The Religious Bureaucrat

Have you ever seen anyone put the study of the Scriptures before their love for Christ? Have you ever done this? (Serendipity Bible 10th Anniversary Edition, page 1497).

 

It is extraordinarily easy to substitute form for substance. Most all of us do it at some time or other. We "go through the motions" with allegiance to form and rationality of procedural structure and lose sight of the underlying purpose set forth in the beginning. The term "bureaucrat" when used in a pejorative sense always entails the tendency to substitute myopic concern over procedural details for the broader original purpose present at conception.

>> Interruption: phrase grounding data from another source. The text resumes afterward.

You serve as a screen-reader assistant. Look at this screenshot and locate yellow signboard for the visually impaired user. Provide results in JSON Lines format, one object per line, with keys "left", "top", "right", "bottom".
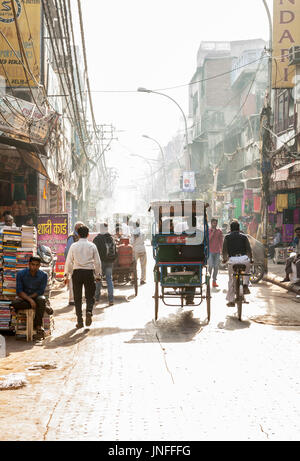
{"left": 0, "top": 0, "right": 41, "bottom": 88}
{"left": 272, "top": 0, "right": 300, "bottom": 88}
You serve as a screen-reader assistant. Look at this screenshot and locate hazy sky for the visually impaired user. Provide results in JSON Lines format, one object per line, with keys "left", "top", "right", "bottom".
{"left": 79, "top": 0, "right": 272, "bottom": 186}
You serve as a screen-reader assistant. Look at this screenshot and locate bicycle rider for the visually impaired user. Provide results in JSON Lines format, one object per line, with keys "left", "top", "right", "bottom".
{"left": 222, "top": 220, "right": 253, "bottom": 307}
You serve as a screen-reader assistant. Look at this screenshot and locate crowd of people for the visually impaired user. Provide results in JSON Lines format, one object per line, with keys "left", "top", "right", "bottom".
{"left": 1, "top": 206, "right": 299, "bottom": 337}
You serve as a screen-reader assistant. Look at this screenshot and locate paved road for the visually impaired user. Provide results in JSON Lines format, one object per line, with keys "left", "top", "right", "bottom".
{"left": 1, "top": 248, "right": 300, "bottom": 441}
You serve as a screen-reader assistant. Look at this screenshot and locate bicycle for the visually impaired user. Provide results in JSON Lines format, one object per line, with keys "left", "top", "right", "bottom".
{"left": 232, "top": 263, "right": 251, "bottom": 321}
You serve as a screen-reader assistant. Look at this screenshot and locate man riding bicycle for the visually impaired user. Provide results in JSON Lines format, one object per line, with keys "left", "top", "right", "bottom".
{"left": 222, "top": 220, "right": 253, "bottom": 307}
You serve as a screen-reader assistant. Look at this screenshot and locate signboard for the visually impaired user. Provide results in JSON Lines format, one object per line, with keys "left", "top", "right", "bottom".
{"left": 0, "top": 0, "right": 41, "bottom": 87}
{"left": 182, "top": 171, "right": 195, "bottom": 192}
{"left": 272, "top": 0, "right": 300, "bottom": 88}
{"left": 0, "top": 95, "right": 59, "bottom": 145}
{"left": 37, "top": 214, "right": 68, "bottom": 279}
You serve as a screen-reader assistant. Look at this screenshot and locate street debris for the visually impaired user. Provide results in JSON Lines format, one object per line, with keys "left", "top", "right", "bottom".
{"left": 27, "top": 362, "right": 57, "bottom": 371}
{"left": 0, "top": 373, "right": 28, "bottom": 390}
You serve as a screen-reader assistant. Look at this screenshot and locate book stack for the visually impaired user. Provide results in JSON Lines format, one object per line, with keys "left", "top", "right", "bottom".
{"left": 16, "top": 248, "right": 34, "bottom": 271}
{"left": 21, "top": 226, "right": 37, "bottom": 252}
{"left": 2, "top": 227, "right": 21, "bottom": 296}
{"left": 0, "top": 300, "right": 12, "bottom": 330}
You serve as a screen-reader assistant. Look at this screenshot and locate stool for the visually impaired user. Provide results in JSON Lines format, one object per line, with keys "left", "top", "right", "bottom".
{"left": 15, "top": 309, "right": 35, "bottom": 342}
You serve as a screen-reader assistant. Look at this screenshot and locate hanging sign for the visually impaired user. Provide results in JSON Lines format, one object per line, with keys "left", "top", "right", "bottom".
{"left": 182, "top": 171, "right": 195, "bottom": 192}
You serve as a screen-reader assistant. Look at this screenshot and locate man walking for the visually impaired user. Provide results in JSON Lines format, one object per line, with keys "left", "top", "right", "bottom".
{"left": 64, "top": 225, "right": 101, "bottom": 328}
{"left": 222, "top": 220, "right": 253, "bottom": 307}
{"left": 12, "top": 256, "right": 52, "bottom": 339}
{"left": 208, "top": 218, "right": 223, "bottom": 287}
{"left": 93, "top": 223, "right": 116, "bottom": 306}
{"left": 131, "top": 221, "right": 147, "bottom": 285}
{"left": 64, "top": 221, "right": 84, "bottom": 305}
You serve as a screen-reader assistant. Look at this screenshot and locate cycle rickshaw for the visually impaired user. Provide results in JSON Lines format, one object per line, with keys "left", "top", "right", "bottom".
{"left": 149, "top": 200, "right": 211, "bottom": 321}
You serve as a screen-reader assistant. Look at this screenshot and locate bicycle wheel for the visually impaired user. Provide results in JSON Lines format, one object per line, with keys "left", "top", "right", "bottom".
{"left": 154, "top": 280, "right": 159, "bottom": 320}
{"left": 206, "top": 276, "right": 211, "bottom": 322}
{"left": 236, "top": 276, "right": 242, "bottom": 321}
{"left": 250, "top": 264, "right": 265, "bottom": 284}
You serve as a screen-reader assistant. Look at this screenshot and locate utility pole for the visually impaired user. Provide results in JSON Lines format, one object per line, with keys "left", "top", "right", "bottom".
{"left": 260, "top": 0, "right": 273, "bottom": 273}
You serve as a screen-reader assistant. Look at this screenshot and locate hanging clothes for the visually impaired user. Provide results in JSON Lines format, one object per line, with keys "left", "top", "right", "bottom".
{"left": 282, "top": 224, "right": 294, "bottom": 243}
{"left": 233, "top": 198, "right": 242, "bottom": 219}
{"left": 268, "top": 197, "right": 276, "bottom": 214}
{"left": 294, "top": 208, "right": 300, "bottom": 225}
{"left": 253, "top": 196, "right": 261, "bottom": 213}
{"left": 276, "top": 213, "right": 283, "bottom": 227}
{"left": 288, "top": 193, "right": 297, "bottom": 209}
{"left": 283, "top": 209, "right": 294, "bottom": 224}
{"left": 276, "top": 194, "right": 289, "bottom": 212}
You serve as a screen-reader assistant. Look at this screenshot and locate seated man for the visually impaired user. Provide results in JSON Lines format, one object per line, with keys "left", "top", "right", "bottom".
{"left": 11, "top": 256, "right": 51, "bottom": 339}
{"left": 282, "top": 228, "right": 300, "bottom": 283}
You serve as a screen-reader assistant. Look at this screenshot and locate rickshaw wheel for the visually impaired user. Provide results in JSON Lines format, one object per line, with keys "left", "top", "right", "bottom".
{"left": 206, "top": 278, "right": 211, "bottom": 322}
{"left": 236, "top": 278, "right": 242, "bottom": 321}
{"left": 154, "top": 281, "right": 159, "bottom": 320}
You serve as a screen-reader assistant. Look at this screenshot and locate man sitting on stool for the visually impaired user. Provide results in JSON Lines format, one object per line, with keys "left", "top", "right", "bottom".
{"left": 12, "top": 256, "right": 52, "bottom": 339}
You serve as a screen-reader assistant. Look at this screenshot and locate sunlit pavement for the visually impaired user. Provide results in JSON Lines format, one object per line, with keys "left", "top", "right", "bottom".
{"left": 1, "top": 248, "right": 300, "bottom": 441}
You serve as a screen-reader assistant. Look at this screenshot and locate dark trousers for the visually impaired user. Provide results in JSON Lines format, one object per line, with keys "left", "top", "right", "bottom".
{"left": 11, "top": 296, "right": 46, "bottom": 328}
{"left": 72, "top": 269, "right": 96, "bottom": 320}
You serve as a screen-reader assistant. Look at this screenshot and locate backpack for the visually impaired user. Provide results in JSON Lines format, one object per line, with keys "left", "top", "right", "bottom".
{"left": 104, "top": 234, "right": 117, "bottom": 262}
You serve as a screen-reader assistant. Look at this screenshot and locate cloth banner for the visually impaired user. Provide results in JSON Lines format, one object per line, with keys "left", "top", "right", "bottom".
{"left": 253, "top": 196, "right": 261, "bottom": 213}
{"left": 268, "top": 197, "right": 276, "bottom": 214}
{"left": 288, "top": 193, "right": 297, "bottom": 209}
{"left": 276, "top": 194, "right": 288, "bottom": 212}
{"left": 294, "top": 208, "right": 300, "bottom": 225}
{"left": 282, "top": 224, "right": 294, "bottom": 243}
{"left": 233, "top": 198, "right": 242, "bottom": 219}
{"left": 276, "top": 213, "right": 283, "bottom": 227}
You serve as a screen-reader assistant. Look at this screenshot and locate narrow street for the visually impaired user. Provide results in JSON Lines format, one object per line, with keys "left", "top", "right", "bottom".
{"left": 1, "top": 249, "right": 300, "bottom": 441}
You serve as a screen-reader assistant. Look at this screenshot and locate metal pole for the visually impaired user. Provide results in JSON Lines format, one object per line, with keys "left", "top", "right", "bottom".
{"left": 137, "top": 87, "right": 191, "bottom": 170}
{"left": 142, "top": 135, "right": 167, "bottom": 197}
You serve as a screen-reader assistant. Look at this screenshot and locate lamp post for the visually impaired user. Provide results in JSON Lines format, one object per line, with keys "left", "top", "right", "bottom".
{"left": 137, "top": 87, "right": 192, "bottom": 171}
{"left": 129, "top": 153, "right": 155, "bottom": 199}
{"left": 142, "top": 134, "right": 167, "bottom": 197}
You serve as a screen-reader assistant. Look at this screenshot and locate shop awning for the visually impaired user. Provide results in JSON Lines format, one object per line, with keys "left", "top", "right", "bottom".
{"left": 273, "top": 160, "right": 300, "bottom": 182}
{"left": 0, "top": 144, "right": 49, "bottom": 178}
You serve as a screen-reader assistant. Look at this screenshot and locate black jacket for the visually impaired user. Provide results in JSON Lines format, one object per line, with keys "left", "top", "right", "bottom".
{"left": 93, "top": 233, "right": 114, "bottom": 262}
{"left": 222, "top": 231, "right": 252, "bottom": 261}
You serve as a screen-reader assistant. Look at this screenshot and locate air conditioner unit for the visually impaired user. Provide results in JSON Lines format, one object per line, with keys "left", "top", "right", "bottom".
{"left": 289, "top": 46, "right": 300, "bottom": 65}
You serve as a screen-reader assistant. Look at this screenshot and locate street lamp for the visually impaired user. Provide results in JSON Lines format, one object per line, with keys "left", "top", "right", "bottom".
{"left": 137, "top": 87, "right": 191, "bottom": 170}
{"left": 142, "top": 134, "right": 167, "bottom": 197}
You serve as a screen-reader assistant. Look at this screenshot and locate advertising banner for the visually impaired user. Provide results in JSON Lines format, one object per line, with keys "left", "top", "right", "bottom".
{"left": 182, "top": 171, "right": 195, "bottom": 192}
{"left": 37, "top": 214, "right": 68, "bottom": 279}
{"left": 0, "top": 0, "right": 41, "bottom": 88}
{"left": 272, "top": 0, "right": 300, "bottom": 88}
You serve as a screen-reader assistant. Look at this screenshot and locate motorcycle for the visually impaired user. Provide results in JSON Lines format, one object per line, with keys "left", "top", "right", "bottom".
{"left": 37, "top": 244, "right": 57, "bottom": 285}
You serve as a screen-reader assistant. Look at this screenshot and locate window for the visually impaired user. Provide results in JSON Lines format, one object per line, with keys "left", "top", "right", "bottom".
{"left": 275, "top": 89, "right": 295, "bottom": 133}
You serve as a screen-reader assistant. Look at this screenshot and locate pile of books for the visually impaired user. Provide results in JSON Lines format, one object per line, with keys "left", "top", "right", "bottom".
{"left": 16, "top": 248, "right": 34, "bottom": 271}
{"left": 0, "top": 300, "right": 12, "bottom": 330}
{"left": 2, "top": 227, "right": 21, "bottom": 296}
{"left": 21, "top": 226, "right": 37, "bottom": 251}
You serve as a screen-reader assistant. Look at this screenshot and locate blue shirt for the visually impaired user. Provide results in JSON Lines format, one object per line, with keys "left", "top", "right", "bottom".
{"left": 16, "top": 269, "right": 48, "bottom": 297}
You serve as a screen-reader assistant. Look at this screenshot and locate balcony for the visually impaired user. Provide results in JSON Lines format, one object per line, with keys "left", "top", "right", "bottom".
{"left": 231, "top": 50, "right": 262, "bottom": 88}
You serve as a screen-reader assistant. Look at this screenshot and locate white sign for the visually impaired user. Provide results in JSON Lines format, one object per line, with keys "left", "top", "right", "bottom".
{"left": 182, "top": 171, "right": 195, "bottom": 192}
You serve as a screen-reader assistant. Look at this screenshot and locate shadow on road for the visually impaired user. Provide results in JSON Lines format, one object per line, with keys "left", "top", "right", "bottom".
{"left": 127, "top": 310, "right": 205, "bottom": 344}
{"left": 44, "top": 328, "right": 89, "bottom": 349}
{"left": 217, "top": 315, "right": 251, "bottom": 330}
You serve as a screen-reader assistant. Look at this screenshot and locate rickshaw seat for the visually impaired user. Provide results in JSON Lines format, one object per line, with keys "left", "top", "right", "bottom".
{"left": 180, "top": 244, "right": 205, "bottom": 262}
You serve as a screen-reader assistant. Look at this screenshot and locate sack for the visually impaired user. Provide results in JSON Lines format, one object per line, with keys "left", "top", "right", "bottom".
{"left": 104, "top": 235, "right": 117, "bottom": 262}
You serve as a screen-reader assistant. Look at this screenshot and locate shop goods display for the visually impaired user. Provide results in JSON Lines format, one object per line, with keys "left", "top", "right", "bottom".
{"left": 0, "top": 226, "right": 54, "bottom": 338}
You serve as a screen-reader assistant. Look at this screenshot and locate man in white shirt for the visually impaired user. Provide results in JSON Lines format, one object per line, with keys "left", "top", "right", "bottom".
{"left": 131, "top": 222, "right": 147, "bottom": 285}
{"left": 64, "top": 225, "right": 101, "bottom": 328}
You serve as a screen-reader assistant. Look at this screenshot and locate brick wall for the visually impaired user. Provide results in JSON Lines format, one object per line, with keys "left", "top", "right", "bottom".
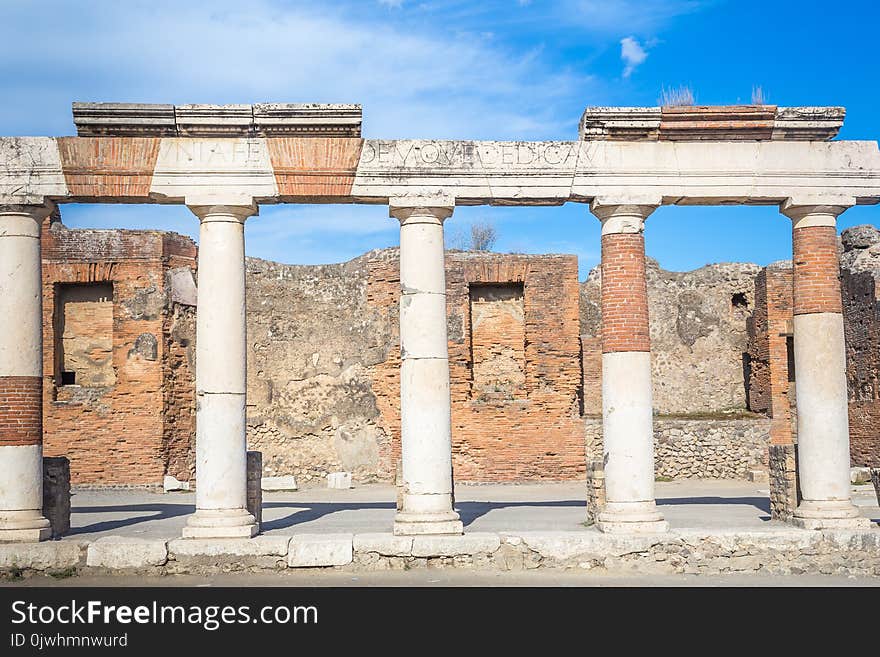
{"left": 747, "top": 264, "right": 795, "bottom": 445}
{"left": 41, "top": 215, "right": 197, "bottom": 485}
{"left": 369, "top": 251, "right": 585, "bottom": 482}
{"left": 749, "top": 257, "right": 880, "bottom": 467}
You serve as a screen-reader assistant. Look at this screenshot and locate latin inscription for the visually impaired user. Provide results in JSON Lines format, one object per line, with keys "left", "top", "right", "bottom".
{"left": 359, "top": 140, "right": 579, "bottom": 169}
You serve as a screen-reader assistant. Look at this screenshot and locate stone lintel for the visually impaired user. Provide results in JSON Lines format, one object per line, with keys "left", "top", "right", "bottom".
{"left": 580, "top": 105, "right": 845, "bottom": 142}
{"left": 72, "top": 103, "right": 177, "bottom": 137}
{"left": 72, "top": 103, "right": 363, "bottom": 138}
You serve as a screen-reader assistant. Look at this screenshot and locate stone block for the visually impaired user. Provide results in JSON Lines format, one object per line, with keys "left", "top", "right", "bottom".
{"left": 163, "top": 475, "right": 190, "bottom": 492}
{"left": 288, "top": 534, "right": 353, "bottom": 568}
{"left": 411, "top": 533, "right": 501, "bottom": 558}
{"left": 86, "top": 537, "right": 168, "bottom": 569}
{"left": 0, "top": 541, "right": 86, "bottom": 571}
{"left": 353, "top": 533, "right": 413, "bottom": 557}
{"left": 261, "top": 476, "right": 298, "bottom": 491}
{"left": 851, "top": 466, "right": 873, "bottom": 484}
{"left": 43, "top": 456, "right": 71, "bottom": 538}
{"left": 247, "top": 451, "right": 263, "bottom": 526}
{"left": 327, "top": 472, "right": 352, "bottom": 489}
{"left": 168, "top": 536, "right": 290, "bottom": 558}
{"left": 748, "top": 469, "right": 769, "bottom": 483}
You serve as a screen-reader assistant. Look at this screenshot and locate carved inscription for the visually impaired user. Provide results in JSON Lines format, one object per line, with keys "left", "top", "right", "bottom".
{"left": 359, "top": 140, "right": 579, "bottom": 170}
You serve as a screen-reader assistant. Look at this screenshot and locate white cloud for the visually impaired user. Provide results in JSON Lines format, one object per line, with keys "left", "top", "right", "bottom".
{"left": 620, "top": 36, "right": 648, "bottom": 78}
{"left": 378, "top": 0, "right": 405, "bottom": 7}
{"left": 0, "top": 0, "right": 593, "bottom": 141}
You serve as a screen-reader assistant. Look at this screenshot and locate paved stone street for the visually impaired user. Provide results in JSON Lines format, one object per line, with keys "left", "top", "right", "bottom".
{"left": 63, "top": 480, "right": 880, "bottom": 542}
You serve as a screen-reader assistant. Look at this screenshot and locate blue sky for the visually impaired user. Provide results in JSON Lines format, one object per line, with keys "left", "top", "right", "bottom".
{"left": 2, "top": 0, "right": 878, "bottom": 278}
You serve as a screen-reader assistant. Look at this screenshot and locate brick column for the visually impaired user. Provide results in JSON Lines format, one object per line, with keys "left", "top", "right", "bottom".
{"left": 182, "top": 203, "right": 259, "bottom": 539}
{"left": 781, "top": 199, "right": 869, "bottom": 529}
{"left": 389, "top": 196, "right": 463, "bottom": 536}
{"left": 0, "top": 205, "right": 52, "bottom": 542}
{"left": 590, "top": 200, "right": 667, "bottom": 534}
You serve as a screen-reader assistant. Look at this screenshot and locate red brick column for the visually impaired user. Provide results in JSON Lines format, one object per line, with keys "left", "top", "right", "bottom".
{"left": 781, "top": 200, "right": 868, "bottom": 529}
{"left": 0, "top": 206, "right": 52, "bottom": 542}
{"left": 590, "top": 200, "right": 667, "bottom": 534}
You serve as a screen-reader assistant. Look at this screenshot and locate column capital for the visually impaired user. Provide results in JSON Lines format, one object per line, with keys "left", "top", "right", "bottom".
{"left": 0, "top": 201, "right": 56, "bottom": 221}
{"left": 389, "top": 195, "right": 455, "bottom": 224}
{"left": 187, "top": 202, "right": 259, "bottom": 223}
{"left": 780, "top": 196, "right": 854, "bottom": 228}
{"left": 590, "top": 198, "right": 659, "bottom": 235}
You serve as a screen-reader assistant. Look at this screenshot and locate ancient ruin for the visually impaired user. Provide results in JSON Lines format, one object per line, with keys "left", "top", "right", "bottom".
{"left": 2, "top": 102, "right": 880, "bottom": 546}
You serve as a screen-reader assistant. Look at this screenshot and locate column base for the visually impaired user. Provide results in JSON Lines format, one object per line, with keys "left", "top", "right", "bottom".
{"left": 596, "top": 501, "right": 669, "bottom": 535}
{"left": 393, "top": 510, "right": 463, "bottom": 536}
{"left": 182, "top": 508, "right": 258, "bottom": 539}
{"left": 0, "top": 527, "right": 52, "bottom": 543}
{"left": 0, "top": 511, "right": 52, "bottom": 543}
{"left": 792, "top": 500, "right": 873, "bottom": 530}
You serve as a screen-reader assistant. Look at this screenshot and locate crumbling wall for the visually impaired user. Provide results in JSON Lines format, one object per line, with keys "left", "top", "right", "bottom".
{"left": 365, "top": 250, "right": 585, "bottom": 482}
{"left": 580, "top": 258, "right": 759, "bottom": 414}
{"left": 244, "top": 253, "right": 394, "bottom": 485}
{"left": 41, "top": 216, "right": 197, "bottom": 485}
{"left": 840, "top": 225, "right": 880, "bottom": 467}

This tendency afflicts every area of life including government, the private sector, and even the church. The question today centers on how misapplication of focus undermines the heart of religion. It is my suspicion that most every conscientious theologian must sometimes feel anxiety regarding this issue. They must ask themselves "Am I so concerned with the rationality of structure that I ignore the baby in favor of the bath manual? Am I more engaged in escape trips of intellectual pride and artificial constructs than in reality-based heartfelt worship?"

It is fairly difficult to read the Gospels and miss the spirit of Christ, but it is not a feat that is in anyway impossible. When doctrinal arguments drown out the simplicity of the parables, we must marvel at the ingenuity of rationality when carefully fueled by personal hubris and intellectual conceits.

The anecdote to these misdirections is always to exercise retreat, cast off intellectual pride based in the delusions of ideological perfection, and return with focus on the purpose of it all – in this case the ministry of an itinerate preacher in Roman occupied Palestine some 2,000 years ago.